Speeding up with yarn and docker-runner

Hi!

I’m trying to figure out what exactly is persistent between builds when using the docker-runner.

Is the docker-image always clean when starting a new build?

Yarn is an alternative for NPM and makes it safe to use a cache-directory when pulling dependencies. As pulling all dependencies is a huge part of my CI-tests (5 out of 6 minutes), I would love to use a global cache for that.

Even different repos are okay to use the same runners global cache.

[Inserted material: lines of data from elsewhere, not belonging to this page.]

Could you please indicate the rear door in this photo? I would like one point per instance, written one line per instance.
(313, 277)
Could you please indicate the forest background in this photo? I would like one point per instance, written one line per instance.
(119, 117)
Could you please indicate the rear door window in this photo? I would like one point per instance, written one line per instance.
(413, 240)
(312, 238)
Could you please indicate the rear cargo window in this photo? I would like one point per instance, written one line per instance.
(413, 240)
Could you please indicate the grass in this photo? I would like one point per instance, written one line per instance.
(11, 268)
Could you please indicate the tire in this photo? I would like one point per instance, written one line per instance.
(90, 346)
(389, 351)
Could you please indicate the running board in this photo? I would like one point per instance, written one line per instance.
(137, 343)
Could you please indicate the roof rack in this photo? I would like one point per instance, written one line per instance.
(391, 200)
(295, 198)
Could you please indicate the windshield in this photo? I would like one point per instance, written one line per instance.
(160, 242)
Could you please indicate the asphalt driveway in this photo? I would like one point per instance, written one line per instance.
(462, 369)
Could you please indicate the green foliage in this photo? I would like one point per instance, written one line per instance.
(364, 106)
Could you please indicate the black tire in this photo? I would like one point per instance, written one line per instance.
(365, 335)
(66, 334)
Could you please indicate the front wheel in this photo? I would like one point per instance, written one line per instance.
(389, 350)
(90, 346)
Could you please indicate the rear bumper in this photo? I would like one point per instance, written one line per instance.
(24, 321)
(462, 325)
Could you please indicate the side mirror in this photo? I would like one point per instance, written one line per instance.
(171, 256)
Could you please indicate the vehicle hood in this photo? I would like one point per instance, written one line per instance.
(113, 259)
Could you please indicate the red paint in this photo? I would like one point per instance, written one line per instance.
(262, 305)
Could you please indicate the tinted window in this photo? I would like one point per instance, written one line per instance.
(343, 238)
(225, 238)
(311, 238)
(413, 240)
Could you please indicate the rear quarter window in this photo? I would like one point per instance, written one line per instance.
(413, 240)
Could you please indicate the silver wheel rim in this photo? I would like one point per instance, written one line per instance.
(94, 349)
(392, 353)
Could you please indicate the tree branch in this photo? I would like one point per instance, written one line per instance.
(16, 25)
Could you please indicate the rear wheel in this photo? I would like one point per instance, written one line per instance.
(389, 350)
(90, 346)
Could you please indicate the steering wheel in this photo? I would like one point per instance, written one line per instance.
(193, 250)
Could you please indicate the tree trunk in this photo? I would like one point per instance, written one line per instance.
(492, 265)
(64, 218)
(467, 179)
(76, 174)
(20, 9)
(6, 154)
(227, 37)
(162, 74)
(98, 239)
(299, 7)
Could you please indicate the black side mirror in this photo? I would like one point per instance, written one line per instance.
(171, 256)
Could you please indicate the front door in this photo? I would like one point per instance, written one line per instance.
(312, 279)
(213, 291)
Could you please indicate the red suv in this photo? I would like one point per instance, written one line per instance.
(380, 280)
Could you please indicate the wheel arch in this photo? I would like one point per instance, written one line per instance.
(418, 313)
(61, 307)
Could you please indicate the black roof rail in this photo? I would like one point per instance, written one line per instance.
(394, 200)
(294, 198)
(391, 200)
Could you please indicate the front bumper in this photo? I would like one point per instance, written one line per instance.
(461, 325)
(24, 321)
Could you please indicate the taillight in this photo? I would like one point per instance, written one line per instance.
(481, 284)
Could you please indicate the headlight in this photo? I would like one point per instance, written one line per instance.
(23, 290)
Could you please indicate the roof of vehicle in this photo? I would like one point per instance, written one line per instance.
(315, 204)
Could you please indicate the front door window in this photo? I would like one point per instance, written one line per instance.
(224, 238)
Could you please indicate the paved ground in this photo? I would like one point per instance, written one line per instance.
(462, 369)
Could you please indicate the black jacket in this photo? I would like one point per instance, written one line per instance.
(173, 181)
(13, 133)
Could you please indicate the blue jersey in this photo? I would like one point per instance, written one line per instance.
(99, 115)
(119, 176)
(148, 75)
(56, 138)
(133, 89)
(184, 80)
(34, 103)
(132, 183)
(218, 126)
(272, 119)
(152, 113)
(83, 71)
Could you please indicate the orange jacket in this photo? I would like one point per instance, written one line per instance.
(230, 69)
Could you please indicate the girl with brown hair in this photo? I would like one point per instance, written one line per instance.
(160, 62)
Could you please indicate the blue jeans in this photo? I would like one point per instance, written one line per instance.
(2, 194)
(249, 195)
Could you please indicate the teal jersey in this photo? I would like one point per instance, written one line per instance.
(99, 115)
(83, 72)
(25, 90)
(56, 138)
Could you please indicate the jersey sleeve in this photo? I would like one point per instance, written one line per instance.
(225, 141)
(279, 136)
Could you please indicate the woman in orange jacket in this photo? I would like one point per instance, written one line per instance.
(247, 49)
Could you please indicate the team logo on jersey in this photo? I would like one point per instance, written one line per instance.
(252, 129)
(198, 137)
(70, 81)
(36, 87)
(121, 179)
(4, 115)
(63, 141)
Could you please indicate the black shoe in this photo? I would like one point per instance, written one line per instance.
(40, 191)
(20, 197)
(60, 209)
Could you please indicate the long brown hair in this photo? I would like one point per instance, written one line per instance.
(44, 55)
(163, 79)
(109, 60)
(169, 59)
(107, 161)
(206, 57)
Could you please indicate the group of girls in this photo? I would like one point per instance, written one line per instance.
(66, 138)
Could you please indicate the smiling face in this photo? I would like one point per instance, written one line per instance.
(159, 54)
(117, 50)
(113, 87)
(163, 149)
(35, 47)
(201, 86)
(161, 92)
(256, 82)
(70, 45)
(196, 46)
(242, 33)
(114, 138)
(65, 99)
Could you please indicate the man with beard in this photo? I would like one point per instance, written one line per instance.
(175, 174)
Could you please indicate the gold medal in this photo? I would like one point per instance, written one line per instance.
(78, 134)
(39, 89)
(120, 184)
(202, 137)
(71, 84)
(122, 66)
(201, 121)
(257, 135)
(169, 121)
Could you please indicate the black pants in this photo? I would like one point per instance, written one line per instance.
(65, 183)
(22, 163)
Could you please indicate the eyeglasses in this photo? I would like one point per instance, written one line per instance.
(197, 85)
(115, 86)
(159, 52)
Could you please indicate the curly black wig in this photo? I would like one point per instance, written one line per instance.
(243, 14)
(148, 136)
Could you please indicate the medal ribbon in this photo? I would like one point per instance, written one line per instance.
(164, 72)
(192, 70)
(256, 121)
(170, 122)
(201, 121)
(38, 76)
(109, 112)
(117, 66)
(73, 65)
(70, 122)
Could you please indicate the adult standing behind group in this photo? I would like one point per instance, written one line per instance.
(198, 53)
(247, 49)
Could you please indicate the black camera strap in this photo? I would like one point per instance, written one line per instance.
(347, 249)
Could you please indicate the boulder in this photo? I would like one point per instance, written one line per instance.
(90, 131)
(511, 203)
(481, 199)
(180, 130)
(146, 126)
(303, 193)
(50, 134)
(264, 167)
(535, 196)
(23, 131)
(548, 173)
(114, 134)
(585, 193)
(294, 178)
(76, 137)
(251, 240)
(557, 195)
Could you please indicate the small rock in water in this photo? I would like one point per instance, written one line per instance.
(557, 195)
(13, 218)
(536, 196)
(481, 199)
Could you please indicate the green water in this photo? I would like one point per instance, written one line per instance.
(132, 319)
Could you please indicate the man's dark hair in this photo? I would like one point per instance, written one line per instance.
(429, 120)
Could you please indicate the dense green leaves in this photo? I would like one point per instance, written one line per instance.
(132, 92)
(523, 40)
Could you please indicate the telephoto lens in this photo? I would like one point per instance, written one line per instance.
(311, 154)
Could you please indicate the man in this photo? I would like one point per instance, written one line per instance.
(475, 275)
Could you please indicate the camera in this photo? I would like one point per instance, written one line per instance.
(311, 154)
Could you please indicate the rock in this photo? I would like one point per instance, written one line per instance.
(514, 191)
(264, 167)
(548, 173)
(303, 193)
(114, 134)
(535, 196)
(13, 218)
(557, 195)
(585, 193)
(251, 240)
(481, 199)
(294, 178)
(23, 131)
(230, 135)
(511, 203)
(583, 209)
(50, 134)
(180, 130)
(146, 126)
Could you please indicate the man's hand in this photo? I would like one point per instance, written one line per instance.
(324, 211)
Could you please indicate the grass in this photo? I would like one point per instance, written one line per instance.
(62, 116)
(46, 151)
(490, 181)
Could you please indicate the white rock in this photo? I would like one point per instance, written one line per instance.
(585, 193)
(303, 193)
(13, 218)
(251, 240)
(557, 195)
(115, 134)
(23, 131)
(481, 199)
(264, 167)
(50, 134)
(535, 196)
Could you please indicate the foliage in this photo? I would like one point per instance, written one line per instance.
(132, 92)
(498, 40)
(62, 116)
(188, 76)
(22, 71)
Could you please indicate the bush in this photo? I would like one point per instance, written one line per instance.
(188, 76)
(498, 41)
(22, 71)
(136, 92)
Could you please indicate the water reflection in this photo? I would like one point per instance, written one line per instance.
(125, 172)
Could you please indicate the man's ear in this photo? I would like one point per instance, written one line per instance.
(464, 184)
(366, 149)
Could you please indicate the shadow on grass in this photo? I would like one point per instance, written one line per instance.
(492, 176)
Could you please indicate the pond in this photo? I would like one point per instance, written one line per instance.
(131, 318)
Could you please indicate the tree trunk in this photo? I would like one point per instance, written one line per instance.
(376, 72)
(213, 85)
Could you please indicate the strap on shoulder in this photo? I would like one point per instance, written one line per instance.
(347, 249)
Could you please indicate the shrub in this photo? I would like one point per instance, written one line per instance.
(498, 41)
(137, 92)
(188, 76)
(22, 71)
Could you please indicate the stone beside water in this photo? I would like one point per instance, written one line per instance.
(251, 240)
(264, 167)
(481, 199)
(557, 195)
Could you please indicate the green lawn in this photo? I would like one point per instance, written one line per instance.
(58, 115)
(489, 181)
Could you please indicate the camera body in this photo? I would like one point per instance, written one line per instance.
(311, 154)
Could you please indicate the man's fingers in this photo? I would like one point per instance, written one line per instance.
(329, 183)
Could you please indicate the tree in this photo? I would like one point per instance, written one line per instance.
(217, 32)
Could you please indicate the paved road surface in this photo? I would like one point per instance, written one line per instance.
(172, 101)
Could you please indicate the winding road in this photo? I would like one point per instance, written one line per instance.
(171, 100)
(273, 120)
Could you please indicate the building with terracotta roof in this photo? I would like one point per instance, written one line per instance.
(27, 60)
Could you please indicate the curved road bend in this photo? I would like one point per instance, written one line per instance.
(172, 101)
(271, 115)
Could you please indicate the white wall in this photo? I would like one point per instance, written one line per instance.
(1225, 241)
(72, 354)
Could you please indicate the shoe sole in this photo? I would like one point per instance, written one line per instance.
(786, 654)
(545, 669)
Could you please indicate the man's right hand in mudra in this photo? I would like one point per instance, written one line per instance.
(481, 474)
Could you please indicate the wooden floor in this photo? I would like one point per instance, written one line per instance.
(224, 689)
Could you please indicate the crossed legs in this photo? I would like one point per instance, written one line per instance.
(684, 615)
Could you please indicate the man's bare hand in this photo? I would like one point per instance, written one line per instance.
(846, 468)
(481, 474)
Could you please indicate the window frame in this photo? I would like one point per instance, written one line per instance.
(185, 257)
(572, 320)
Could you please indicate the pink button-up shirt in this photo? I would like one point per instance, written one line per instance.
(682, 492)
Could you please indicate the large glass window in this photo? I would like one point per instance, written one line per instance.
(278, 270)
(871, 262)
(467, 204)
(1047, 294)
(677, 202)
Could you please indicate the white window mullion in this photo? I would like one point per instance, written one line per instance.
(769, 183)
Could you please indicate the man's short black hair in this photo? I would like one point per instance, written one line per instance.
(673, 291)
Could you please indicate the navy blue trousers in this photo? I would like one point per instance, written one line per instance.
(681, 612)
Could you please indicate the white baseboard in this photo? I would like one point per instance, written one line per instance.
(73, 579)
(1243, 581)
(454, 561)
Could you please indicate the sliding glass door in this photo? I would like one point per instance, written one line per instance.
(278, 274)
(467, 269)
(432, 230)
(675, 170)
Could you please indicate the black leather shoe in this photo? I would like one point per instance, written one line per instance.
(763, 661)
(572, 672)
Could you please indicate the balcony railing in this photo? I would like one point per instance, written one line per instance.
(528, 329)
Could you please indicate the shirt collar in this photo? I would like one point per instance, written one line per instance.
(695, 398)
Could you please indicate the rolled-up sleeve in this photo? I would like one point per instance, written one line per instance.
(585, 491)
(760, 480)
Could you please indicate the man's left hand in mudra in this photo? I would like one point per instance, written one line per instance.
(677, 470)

What I tried was to use volumes for that, but that does not work for some reason… I was also wondering if there is a more clever way to do that (i.e. one that does not depend on special runner-configuration). If I am not mistaken it is possible to link one docker-image to another one. Maybe a yarn-cache-container would be possible?

That’s my current config:

concurrent = 1
check_interval = 0

[[runners]]
  name = "sven.macbook"
  url = "https://git.XXX/"
  token = "XXX"
  executor = "docker"
  [runners.docker]
    tls_verify = false
    image = "ruby:2.1"
    privileged = false
    disable_cache = false
    volumes = [
      "/cache",
      "/Users/XXX/.ssh:/root/.ssh:ro",
      "/Users/XXX/Library/Caches/Yarn:/root/.cache/yarn",
      "/Users/XXX/.cache/bower:/root/.cache/bower"
    ]
  [runners.cache]

push

I’m still interested in this :x

I found the solution in a stackoverflow question: http://stackoverflow.com/questions/41483926/gitlab-ci-not-caching

image: steveedson/ci

stages:
  - build

cache:
  untracked: true
  key: "$CI_PROJECT_ID"
  paths:
    - node_modules/
    - _site/vendor/
    - .bundled/
    - .yarn

build:
  stage: build
  script:
    - ls -l
    - yarn config set cache-folder .yarn
    - yarn install
    - ...

2 Likes

This can be even shorter one-liner:

yarn install --pure-lockfile --cache-folder .yarn

Pure lockfile flag is needed to avoid updating the yarn.lock file.